Southern question

The Mezzogiorno (large definition in clear rose, narrow definition in dark rose)
Map of Italian regions by GDP per capita in euros (2015)

The term southern question indicates, in Italian historiography, the perception, which developed in the post-unification context,[1] of the situation of persistent backwardness in the socioeconomic development of the regions of southern Italy compared to the other regions of the country, especially the northern ones. First used in 1873 by Lombard radical MP Antonio Billia, meaning the disastrous economic situation of the south of Italy compared to other regions of united Italy,[2] it is sometimes used in common parlance even today.

The great southern emigration began only a few decades after the unification of Italy, where in the first half of the 19th century it had already affected several areas in the north, particularly Piedmont, Comacchio and Veneto. The historical reasons for the first southern emigration in the second half of the 19th century are to be found in widespread literature both in the crisis of the countryside and grain, and in the situation of economic impoverishment affecting the south in the aftermath of unification, when industrial investments were concentrated in the northwest,[3] as well as in other factors.

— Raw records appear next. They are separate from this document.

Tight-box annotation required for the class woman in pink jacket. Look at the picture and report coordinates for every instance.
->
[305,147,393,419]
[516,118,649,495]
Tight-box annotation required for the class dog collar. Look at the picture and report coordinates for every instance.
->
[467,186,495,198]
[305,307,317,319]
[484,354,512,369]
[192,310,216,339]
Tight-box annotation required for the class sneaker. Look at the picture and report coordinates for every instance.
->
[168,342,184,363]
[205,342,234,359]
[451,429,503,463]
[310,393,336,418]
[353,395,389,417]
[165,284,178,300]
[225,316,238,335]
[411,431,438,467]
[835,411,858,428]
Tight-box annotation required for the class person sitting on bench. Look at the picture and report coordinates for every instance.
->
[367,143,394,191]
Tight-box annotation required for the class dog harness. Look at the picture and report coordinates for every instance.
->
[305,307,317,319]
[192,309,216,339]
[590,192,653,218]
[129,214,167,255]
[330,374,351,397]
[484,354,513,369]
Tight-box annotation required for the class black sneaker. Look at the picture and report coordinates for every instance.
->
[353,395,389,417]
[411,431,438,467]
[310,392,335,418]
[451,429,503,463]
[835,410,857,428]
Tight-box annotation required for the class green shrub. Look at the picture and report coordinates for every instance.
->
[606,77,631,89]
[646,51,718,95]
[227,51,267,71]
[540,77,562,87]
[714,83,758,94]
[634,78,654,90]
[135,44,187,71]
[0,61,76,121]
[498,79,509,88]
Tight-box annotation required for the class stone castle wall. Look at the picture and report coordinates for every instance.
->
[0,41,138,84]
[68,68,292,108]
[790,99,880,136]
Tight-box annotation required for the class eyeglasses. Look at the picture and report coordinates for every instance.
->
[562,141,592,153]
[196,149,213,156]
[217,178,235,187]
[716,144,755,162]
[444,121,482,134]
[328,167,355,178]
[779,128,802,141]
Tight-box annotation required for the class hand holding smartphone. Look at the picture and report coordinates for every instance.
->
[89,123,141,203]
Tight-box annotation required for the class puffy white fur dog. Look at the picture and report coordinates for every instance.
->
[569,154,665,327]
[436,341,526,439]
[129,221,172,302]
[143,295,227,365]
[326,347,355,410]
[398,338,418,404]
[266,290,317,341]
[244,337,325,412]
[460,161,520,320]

Between 1877 and 1887 (Depretis governments) Italy had passed new protectionist tariff laws to protect its weak industry. These laws penalized agricultural exports from the south, favored industrial production concentrated in the north, and created the conditions for the corrupt mixing of politics and economics. According to Giustino Fortunato, these measures determined the final collapse of southern interests in the face of those of northern Italy.[4] With the First World War, the relative development of the north, based on industry, was favored by the war orders, while in the south, the conscription of young men to arms left the fields neglected, depriving their families of all sustenance, since, in the absence of men at the front, southern women were not accustomed to working the land like peasant women in the north and center; in fact, in the south, the arable land was often far from the homes, which were located in the villages, and even if they had wanted to, southern women would not have been able to do the housework and work the land at the same time, which was possible in northern and central Italy, where the peasants lived in farmhouses just a few meters from the land to be cultivated.

The policies implemented in the Fascist era to increase productivity in the primary sector were also unsuccessful: in particular, the agrarian policy pursued by Mussolini deeply damaged certain areas of the south. In fact, production focused mainly on wheat (battle for wheat) at the expense of more specialized and profitable crops that were widespread in the more fertile and developed southern areas. As for industry, it experienced during the "black twenty-year period" a long period of stagnation in the south, which is also noticeable in terms of employment. In the late 1930s, Fascism gave a new impetus to its economic efforts in the south and in Sicily, but this was an initiative aimed at increasing the meager consensus the regime enjoyed in the south and at popularizing in the south the world war that would soon engulf Italy.[5]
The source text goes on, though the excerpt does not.